Tuesday, February 3, 2015

Singapore (1947)

While Singapore aims for the same sort of feel, and the makers of the film were clearly hoping to emulate the success of Casablanca, this is not by any means a retread of the Bogart-Bergman classic. Singapore stands up  perfectly well on its own.

I’m a sucker for old movies that take place in tropical settings and if the movie has a strong dash of film noir that’s even better. And Singapore certainly has more than a hint of film noir.

It’s 1947 and Matt Gordon (Fred MacMurray) has just arrived in Singapore. He’d been there before, in fact had spent quite a colourful and adventurous time there. He hasn’t returned just to rekindle old memories. He has some unfinished business in the city. Old memories are however very much on his mind as well. In fact this movie is all about old memories.

Gordon left Singapore just before the arrival of the invading Japanese. And he left a girl behind. He didn’t intend to leave her but things were rather complicated. She’s dead now but the memories are very much alive.

Gordon had been a pearl smuggler, on a fairly large scale. He had made a very big haul and he had a fortune in pearls hidden in his hotel room. The Japanese invasion made it impossible for him to to retrieve the pearls but there’s no reason to think they aren’t sitting just where he’d left them. The war has made pearls even scarcer so his stash is now worth even more than it had been. Matt Gordon would really like to get those pearls.

The rather sinister Mr Mauribus (Thomas Gomez) also wants the pearls. Mr Mauribus is a dealer in various commodities, but not a very honest one. In truth he’s a gangster. His henchman Sascha (George Lloyd) was supposed to get the pearls back in 1941 but had failed to do so. Now Mr Mauribus and Sascha are confident that Gordon will lead them to the pearls.

Deputy Commissioner Hewitt (Richard Haydn) is also interested in the pearls. Mostly though he wants to arrest Matt Gordon for smuggling. It’s nothing personal but Gordon had been a bit of a thorn in his side and besides Hewitt is the kind of policeman who likes to tidy up loose ends.

Matt Gordon has meanwhile found that old memories can come back to haunt a man in very unexpected ways. The past is not always as dead as one might think. And the past can make the present very complicated indeed.

Michael Van Leyden (Roland Culver) and his wife Anne will also discover just how much impact the past can have on the present.

Singapore is not quite film noir but it utilises classic noir techniques such as flashbacks, and it has an atmosphere that combines elements of the exotic with noir. The real focus though is on the tangled love story.

The film benefits from superb performances from all the supporting players. Thomas Gomez and George Lloyd are wonderfully slimy villains. Richard Haydn is excellent as the dedicated but good-natured policeman. Roland Culver is outstanding. Michael Van Leyden is a man with his own secrets and those secrets involve, like so much in this movie, memories. He’s a complicated man and he gets more complicated as the film progresses.

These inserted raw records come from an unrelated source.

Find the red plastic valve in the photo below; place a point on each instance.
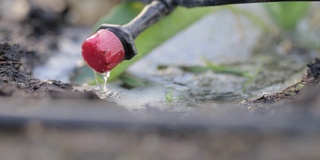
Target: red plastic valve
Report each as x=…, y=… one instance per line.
x=103, y=51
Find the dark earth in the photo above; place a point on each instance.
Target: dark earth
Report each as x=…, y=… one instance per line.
x=52, y=120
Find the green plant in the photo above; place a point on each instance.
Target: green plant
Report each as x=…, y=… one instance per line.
x=287, y=14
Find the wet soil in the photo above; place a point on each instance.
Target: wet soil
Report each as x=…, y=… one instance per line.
x=51, y=120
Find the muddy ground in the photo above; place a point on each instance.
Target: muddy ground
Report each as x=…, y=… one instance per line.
x=52, y=120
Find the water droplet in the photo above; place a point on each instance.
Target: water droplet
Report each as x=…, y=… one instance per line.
x=105, y=80
x=102, y=82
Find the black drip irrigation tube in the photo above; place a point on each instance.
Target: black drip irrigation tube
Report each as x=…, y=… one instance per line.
x=151, y=14
x=156, y=9
x=202, y=3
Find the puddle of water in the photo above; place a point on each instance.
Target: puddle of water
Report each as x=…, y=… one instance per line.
x=232, y=41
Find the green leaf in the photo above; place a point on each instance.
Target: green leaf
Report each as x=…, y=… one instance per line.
x=287, y=14
x=159, y=33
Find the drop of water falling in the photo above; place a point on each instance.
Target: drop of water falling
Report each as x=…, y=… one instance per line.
x=105, y=79
x=102, y=87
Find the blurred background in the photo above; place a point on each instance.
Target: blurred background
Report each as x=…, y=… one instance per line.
x=208, y=83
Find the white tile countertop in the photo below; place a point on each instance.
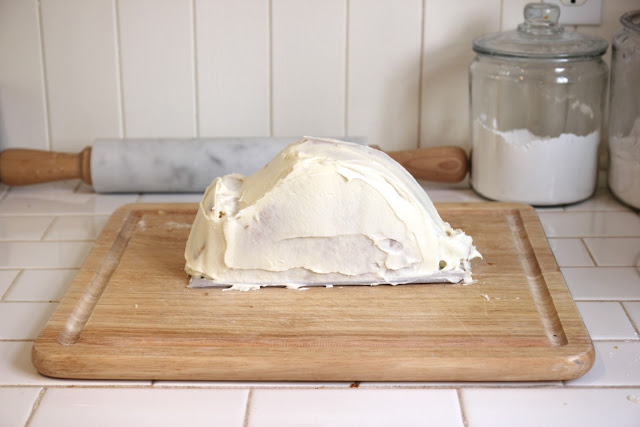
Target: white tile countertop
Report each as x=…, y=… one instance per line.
x=47, y=230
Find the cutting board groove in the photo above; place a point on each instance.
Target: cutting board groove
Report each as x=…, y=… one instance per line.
x=537, y=285
x=129, y=314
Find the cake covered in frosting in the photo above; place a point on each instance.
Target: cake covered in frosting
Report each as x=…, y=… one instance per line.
x=324, y=212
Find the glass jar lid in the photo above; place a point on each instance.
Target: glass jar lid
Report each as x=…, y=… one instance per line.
x=540, y=36
x=631, y=20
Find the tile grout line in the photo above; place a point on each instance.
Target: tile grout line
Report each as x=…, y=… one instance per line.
x=463, y=414
x=36, y=405
x=13, y=282
x=498, y=386
x=593, y=258
x=635, y=326
x=48, y=229
x=247, y=408
x=421, y=72
x=45, y=85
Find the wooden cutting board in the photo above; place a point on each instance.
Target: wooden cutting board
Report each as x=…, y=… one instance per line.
x=129, y=314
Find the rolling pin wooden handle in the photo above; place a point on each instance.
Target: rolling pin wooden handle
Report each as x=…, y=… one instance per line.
x=442, y=164
x=23, y=166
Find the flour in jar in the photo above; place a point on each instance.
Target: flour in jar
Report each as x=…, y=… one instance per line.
x=624, y=166
x=519, y=166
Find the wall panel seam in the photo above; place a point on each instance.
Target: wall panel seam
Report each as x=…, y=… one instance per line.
x=45, y=85
x=119, y=81
x=270, y=35
x=346, y=67
x=196, y=86
x=421, y=72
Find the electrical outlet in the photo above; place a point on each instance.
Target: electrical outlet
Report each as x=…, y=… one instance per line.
x=579, y=12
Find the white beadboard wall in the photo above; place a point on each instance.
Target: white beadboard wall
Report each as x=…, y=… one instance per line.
x=392, y=70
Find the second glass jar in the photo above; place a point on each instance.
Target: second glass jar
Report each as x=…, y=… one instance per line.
x=537, y=98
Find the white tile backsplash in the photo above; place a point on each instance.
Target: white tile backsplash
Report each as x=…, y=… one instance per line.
x=23, y=320
x=615, y=252
x=570, y=253
x=590, y=224
x=604, y=283
x=76, y=227
x=23, y=228
x=41, y=285
x=43, y=254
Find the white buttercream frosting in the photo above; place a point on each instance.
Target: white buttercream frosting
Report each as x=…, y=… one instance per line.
x=324, y=212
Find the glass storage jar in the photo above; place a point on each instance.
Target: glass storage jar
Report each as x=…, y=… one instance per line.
x=537, y=97
x=624, y=112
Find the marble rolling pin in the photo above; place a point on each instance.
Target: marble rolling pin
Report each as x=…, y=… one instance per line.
x=188, y=165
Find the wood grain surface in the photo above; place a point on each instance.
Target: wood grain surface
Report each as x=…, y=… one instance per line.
x=130, y=315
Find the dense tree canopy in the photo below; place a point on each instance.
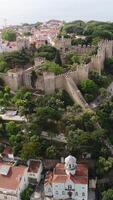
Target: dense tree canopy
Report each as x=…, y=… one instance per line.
x=9, y=35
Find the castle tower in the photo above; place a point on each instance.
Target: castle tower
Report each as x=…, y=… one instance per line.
x=70, y=165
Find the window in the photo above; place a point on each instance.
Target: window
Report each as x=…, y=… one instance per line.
x=83, y=194
x=69, y=187
x=76, y=193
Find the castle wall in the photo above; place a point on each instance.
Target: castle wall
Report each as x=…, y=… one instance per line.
x=49, y=82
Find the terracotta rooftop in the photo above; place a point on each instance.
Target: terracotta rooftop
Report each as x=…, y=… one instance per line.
x=13, y=178
x=60, y=176
x=7, y=150
x=50, y=164
x=34, y=166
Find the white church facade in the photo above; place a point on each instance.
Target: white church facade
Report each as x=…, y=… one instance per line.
x=67, y=181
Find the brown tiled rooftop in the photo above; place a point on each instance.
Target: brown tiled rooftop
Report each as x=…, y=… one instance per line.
x=34, y=166
x=12, y=180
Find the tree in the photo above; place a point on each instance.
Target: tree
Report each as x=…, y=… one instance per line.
x=3, y=66
x=104, y=165
x=9, y=35
x=26, y=194
x=107, y=195
x=12, y=128
x=51, y=152
x=30, y=149
x=89, y=89
x=109, y=65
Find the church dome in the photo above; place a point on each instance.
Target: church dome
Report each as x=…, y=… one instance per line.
x=70, y=165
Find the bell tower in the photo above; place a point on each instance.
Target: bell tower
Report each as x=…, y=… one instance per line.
x=70, y=165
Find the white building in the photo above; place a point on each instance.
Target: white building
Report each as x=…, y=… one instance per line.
x=69, y=180
x=34, y=171
x=13, y=180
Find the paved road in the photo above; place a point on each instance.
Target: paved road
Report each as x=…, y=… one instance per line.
x=13, y=118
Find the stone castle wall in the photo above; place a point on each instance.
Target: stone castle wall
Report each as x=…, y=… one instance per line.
x=49, y=82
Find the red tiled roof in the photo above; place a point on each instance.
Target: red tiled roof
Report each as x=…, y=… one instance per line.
x=7, y=150
x=12, y=180
x=60, y=176
x=50, y=164
x=34, y=166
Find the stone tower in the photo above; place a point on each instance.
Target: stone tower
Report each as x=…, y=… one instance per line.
x=70, y=165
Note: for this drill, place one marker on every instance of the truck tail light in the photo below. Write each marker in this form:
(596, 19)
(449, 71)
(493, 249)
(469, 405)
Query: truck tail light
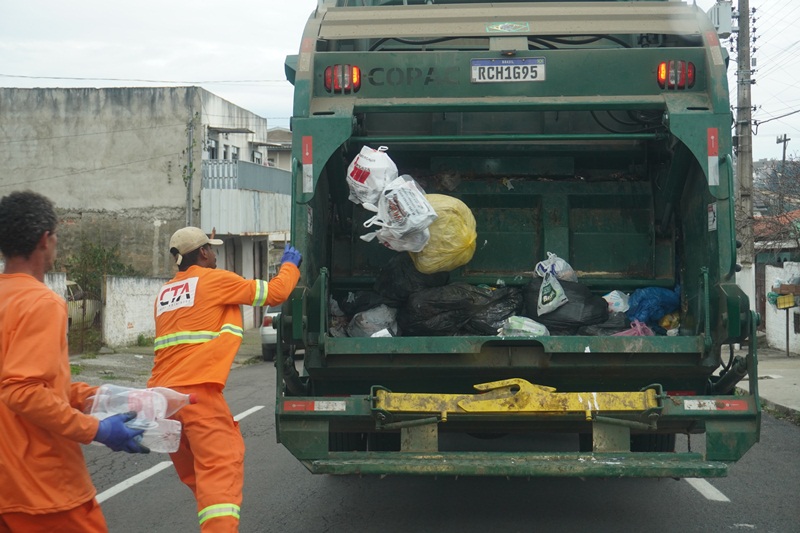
(342, 79)
(675, 75)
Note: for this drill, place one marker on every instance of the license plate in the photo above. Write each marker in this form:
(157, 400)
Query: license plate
(507, 70)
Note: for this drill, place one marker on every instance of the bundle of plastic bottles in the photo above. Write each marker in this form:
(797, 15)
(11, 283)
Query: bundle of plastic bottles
(152, 407)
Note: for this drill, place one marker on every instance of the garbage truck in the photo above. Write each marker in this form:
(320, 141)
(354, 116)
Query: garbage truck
(594, 132)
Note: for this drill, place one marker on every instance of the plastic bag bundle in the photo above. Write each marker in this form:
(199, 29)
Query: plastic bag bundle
(637, 329)
(399, 278)
(403, 214)
(369, 173)
(651, 303)
(557, 266)
(367, 323)
(583, 308)
(551, 295)
(458, 308)
(452, 236)
(522, 326)
(617, 301)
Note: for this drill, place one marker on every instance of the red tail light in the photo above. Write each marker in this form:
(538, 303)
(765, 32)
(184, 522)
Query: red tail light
(342, 79)
(675, 75)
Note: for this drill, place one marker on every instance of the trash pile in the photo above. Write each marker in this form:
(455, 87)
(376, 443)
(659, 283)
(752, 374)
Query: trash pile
(436, 233)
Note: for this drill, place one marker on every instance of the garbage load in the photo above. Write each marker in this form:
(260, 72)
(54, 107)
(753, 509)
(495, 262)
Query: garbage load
(458, 309)
(453, 236)
(583, 308)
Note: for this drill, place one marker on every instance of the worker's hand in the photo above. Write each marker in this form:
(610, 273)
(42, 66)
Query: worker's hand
(291, 255)
(116, 435)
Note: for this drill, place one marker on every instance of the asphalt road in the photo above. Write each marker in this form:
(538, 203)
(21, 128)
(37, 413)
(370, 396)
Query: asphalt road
(143, 494)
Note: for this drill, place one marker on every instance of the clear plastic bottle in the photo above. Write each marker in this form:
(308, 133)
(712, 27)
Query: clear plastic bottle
(164, 437)
(152, 407)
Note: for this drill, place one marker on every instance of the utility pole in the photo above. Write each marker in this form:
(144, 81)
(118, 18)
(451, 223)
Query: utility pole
(744, 161)
(785, 140)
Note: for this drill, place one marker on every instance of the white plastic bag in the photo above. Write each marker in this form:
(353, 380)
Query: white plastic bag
(557, 266)
(617, 301)
(403, 214)
(522, 326)
(369, 173)
(551, 295)
(368, 323)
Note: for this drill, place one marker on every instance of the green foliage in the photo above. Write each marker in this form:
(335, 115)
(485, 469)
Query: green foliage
(91, 262)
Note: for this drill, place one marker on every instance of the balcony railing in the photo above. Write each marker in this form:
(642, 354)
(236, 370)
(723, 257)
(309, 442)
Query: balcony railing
(223, 174)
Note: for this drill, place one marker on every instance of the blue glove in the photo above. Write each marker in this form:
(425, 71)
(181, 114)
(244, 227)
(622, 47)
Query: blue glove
(116, 435)
(291, 255)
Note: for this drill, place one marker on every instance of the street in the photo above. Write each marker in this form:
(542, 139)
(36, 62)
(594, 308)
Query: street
(143, 493)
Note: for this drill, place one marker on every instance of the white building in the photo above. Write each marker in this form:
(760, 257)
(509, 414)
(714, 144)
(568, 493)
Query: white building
(126, 167)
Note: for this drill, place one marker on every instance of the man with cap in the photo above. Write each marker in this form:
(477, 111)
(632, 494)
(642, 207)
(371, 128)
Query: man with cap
(198, 333)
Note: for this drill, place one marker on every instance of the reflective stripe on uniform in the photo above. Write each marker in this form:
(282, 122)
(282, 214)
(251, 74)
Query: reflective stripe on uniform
(262, 289)
(194, 337)
(217, 510)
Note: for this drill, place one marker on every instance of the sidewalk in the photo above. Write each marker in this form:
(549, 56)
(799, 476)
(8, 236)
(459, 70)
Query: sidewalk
(778, 379)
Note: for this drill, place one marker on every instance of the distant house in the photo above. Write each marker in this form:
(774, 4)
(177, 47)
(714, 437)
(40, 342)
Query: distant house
(128, 166)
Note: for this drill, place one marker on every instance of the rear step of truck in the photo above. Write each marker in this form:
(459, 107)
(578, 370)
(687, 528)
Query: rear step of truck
(574, 464)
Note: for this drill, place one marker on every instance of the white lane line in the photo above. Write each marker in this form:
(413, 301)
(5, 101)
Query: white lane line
(707, 490)
(128, 483)
(138, 478)
(248, 412)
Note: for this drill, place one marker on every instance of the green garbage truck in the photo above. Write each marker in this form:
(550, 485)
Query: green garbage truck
(596, 131)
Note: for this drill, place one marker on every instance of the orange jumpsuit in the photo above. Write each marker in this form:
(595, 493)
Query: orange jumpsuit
(198, 333)
(43, 476)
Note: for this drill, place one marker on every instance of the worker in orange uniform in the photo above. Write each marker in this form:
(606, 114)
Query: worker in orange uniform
(44, 483)
(198, 333)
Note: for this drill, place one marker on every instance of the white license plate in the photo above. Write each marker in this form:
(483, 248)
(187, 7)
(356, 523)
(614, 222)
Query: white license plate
(507, 70)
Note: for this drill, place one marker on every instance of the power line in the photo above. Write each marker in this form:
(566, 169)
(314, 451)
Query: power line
(190, 82)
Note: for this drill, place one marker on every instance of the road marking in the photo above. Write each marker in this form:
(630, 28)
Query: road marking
(138, 478)
(248, 412)
(128, 483)
(707, 490)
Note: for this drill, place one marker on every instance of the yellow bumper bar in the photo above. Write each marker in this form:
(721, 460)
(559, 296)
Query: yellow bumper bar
(517, 396)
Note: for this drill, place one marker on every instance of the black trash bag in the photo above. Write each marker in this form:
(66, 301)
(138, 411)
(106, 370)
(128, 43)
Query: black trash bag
(616, 323)
(458, 308)
(352, 303)
(507, 302)
(400, 278)
(583, 307)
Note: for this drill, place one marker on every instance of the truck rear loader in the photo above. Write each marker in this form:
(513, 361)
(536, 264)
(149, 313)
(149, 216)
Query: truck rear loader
(598, 131)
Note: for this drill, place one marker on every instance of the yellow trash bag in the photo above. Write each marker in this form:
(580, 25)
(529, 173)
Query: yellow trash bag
(453, 236)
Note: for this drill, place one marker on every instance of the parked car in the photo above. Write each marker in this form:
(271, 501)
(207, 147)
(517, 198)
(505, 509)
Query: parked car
(269, 335)
(82, 309)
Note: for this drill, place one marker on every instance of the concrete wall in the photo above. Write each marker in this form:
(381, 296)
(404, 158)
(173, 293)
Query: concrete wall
(128, 310)
(775, 319)
(113, 160)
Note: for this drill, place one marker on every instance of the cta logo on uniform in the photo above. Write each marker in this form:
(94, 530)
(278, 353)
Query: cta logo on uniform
(177, 295)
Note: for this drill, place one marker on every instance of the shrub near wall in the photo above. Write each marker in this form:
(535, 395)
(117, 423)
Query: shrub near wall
(128, 312)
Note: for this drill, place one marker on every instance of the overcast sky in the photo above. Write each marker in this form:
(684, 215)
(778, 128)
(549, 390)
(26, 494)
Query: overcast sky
(236, 50)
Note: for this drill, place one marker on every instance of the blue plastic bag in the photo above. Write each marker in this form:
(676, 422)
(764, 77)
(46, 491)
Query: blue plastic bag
(651, 303)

Ava Gardner is of course the woman at the centre of things and her problems with memories are particularly tricky. She’s not a femme fatale but she’s complicated in her own way. Gardner is an underrated actress and she handles the rôle with skill. 

Fred MacMurray is even more underrated. Anyone who thinks that the stars of the golden age of Hollywood merely recycled the same performance over and over should watch a few of MacMurray’s movies. He could play a slimy and scheming ambitious junior officer in The Caine Mutiny, or a total sleazebag in Double Indemnity. Or, as in Singapore, he could play a very sympathetic and romantic character, albeit a slightly ambiguous character. Matt Gordon is not exactly scrupulously honest but he’s no hoodlum. Even his nemesis, Deputy Commissioner Hewitt, likes him. He’s an irresponsible adventurer who discovers that eventually adventurers have to grow up. MacMuray is superb.

John Brahm directed the movie with considerable panache. While it’s obvious that it was shot in the studio and on the backlot the atmosphere of tropical intrigue is created very convincingly.

The only readily available edition of this movie is an Italian DVD, but don’t despair. It’s an excellent transfer and both the Italian dub and the original English soundtrack (with removable Italian subtitles) are included. 

Singapore is an engaging love story with a bit of film noir-style intrigue and plenty of exotic background, superbly acted and extremely well-crafted. It’s the sort of movie that Hollywood did so very well in the 1940s. Both the movie and the Italian DVD (available from amazon) are very highly recommended.